18th Vice-Chancellor of Banaras Hindu University
- In office 1 May 1991 – 14 June 1993
- Appointed by: Ramaswamy Venkataraman
- Preceded by: R.P. Rastogi
- Succeeded by: D.N. Mishra

Personal details
- Alma mater: Patna University Bristol University

= C.S. Jha =

Vice-Chancellor in Banaras Hindu University (1991-1993)

C.S. Jha (born 1934) was an Indian engineer, professor, and academic administrator. He served as the 18th Vice-Chancellor of Banaras Hindu University from 1991 to 1993.

== Biography ==
Jha obtained B.Sc. in physics from Patna University, and PhD in Electrical Engineering from Bristol University.
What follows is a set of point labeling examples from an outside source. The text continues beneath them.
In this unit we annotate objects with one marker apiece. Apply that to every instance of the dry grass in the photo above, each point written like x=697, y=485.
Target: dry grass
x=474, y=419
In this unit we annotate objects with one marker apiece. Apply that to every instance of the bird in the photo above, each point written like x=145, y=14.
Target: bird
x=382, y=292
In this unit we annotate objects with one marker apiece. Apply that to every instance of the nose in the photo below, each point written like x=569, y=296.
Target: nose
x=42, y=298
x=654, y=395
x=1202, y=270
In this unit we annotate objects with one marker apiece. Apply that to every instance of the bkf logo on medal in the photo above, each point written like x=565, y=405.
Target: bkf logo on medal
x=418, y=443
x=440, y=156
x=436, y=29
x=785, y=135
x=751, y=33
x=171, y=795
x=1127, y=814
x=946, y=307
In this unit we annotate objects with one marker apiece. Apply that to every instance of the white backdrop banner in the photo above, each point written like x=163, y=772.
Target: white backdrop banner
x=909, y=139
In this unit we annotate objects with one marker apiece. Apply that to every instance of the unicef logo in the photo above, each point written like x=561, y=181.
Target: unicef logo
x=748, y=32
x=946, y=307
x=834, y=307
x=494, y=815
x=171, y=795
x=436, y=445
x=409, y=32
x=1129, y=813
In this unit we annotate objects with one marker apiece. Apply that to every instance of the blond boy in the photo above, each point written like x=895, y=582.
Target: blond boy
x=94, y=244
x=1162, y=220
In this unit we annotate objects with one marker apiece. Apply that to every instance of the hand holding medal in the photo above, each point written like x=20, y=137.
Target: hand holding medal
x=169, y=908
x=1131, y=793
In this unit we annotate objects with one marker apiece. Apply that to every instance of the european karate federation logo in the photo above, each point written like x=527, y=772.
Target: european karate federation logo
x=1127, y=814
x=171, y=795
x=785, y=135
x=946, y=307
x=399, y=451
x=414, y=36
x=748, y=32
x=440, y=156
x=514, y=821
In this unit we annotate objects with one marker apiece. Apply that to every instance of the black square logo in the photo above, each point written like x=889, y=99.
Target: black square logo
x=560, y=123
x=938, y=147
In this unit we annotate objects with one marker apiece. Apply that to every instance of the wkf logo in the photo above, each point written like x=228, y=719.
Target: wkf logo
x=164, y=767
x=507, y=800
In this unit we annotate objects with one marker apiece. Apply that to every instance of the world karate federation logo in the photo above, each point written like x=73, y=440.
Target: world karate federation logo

Jha later went on to serve IIT Delhi as an assistant professor in 1962, from where he retired in 1994. In that period C. S. Jha went on to become Dean of Engineering at IIT Delhi(1966–69), Director of IIT Kharagpur(1974–78), education (technical) advisor to the Government of India (1979–84), and Vice Chancellor of Banaras Hindu University (1991–93).

Upon retirement in 1994, Jha was appointed as the chairman of the Recruitment & Assessment Centre of Defence Research and Development Organisation.